Aron Bernstein: In Memoriam (Richard Milner)


I recall first meeting Aron at the Intersections Conference in Rockport, Maine on May 14-19, 1987. He and I collaborated on pioneering experiments to measure spin-dependent electron scattering from polarized He-3 targets. We had two competing target technologies. Aron collaborated with Tim Chupp at Harvard and I was a post-doc with Bob McKeown’s group at Caltech. I moved to MIT in July 1988 and Aron, I and our colleagues successfully carried out the first experiments in subsequent years. The target technologies developed for these Bates experiments are now used in laboratories worldwide and some outstanding young people were involved, e.g., Haiyan Gao who wrote her Caltech Ph.D. thesis on the work.

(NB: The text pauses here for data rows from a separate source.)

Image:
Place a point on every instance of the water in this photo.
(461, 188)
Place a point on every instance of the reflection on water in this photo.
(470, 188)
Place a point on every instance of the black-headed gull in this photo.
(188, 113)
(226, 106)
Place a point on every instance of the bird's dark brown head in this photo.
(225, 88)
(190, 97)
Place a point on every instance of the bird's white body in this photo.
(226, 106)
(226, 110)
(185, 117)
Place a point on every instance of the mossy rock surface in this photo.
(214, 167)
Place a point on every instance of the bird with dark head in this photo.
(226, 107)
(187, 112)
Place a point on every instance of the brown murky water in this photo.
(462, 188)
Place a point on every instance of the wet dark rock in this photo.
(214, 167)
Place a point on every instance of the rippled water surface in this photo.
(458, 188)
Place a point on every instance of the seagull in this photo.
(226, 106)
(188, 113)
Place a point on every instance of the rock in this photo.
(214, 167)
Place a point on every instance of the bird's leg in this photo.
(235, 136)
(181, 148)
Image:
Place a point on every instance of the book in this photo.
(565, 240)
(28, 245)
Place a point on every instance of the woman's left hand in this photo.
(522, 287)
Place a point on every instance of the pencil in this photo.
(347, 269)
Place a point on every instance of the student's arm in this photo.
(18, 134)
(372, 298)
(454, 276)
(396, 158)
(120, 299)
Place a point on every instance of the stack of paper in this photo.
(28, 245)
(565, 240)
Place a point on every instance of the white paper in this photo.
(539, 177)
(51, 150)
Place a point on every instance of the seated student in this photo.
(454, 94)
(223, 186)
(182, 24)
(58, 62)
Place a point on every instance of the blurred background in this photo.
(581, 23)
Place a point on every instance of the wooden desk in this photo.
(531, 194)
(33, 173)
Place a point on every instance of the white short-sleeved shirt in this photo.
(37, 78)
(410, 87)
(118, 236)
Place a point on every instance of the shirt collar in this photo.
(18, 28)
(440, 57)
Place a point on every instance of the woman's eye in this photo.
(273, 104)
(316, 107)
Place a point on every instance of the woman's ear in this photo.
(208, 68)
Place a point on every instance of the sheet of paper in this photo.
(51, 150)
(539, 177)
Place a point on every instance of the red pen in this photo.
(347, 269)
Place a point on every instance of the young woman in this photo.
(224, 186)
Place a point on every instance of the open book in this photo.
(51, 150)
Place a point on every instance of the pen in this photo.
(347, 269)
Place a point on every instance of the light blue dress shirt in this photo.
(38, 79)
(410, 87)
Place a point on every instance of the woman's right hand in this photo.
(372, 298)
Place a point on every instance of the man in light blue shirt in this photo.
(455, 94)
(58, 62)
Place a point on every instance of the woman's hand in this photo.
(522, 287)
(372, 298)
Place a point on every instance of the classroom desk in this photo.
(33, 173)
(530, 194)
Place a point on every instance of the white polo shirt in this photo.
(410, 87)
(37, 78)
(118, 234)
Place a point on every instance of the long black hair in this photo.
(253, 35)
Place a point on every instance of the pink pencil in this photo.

In the 1990s, Aron and his group played a central role in motivating and realizing the Out Of Plane Spectrometer (OOPS) system at Bates. Costas Papanicolas was a leader of this effort and Bill Bertozzi’s group also made major contributions. Subsequently, when I was Bates Director, we took data on the deformation of the nucleon-delta system using extracted beam from the South Hall Ring. These data strongly constrain the shape of the nucleon.

Aron was an early advocate of the potential of chiral dynamics in understanding nucleon structure. He was influenced by Steven Weinberg’s low energy theorems. Aron initiated the Chiral Dynamics workshop series which continues today – see Ulf Meissner’s talk at last November’s meeting. Aron made important contribution to these pion electroproduction experiments at Mainz and Jefferson Lab.


Aron was very supportive to me when I was a junior faculty member at MIT. He always took time to chat and he was very collegial. An invitation to Susan and Aron’s home for dinner was always warmly welcomed by my wife Eileen and I. They were superb hosts. The food and wine were always of high quality and the guests were always interesting. I remember a first visit to their apartment in Cambridge. There I met fellow-Irishman John Cameron for the first time.

In turn, we always included them in our annual holiday party on Mystic Street and we enjoyed great discussions about the issues of the day long into the evening. If you will indulge me, I would like to also remember Eileen and Bill Turchinetz, and Chris Tschalaer as well as Aron from that annual gathering.

We became good friends. Although we had somewhat different tastes, we had lively discussions of physics. Also, I remember interesting discussions we had comparing Jewish and Irish cultures. He was Jewish, I was Irish, and we each had some distance from these strong cultures but we could see much in common.


Aron was an exemplary citizen in the fullest sense of the word. Most importantly, he took time and effort to make the world a better place. Reduction of nuclear weapons was a particular focus and he initiated, together with Bob Redwine and others, an important program at MIT which frankly has become even more relevant due to the recent terrible events in Eastern Europe. To me, Aron was a model to follow for how he conducted his retirement.


I miss him: particularly the general discussions on physics and important issues of the day. Personally, I miss the social interactions with him. However, he leaves a strong legacy. In physics, he has left chiral dynamics as a healthy area of research. Because of his leadership, the dangers of nuclear weapons are receiving renewed awareness and colleagues at MIT continue his work in this area.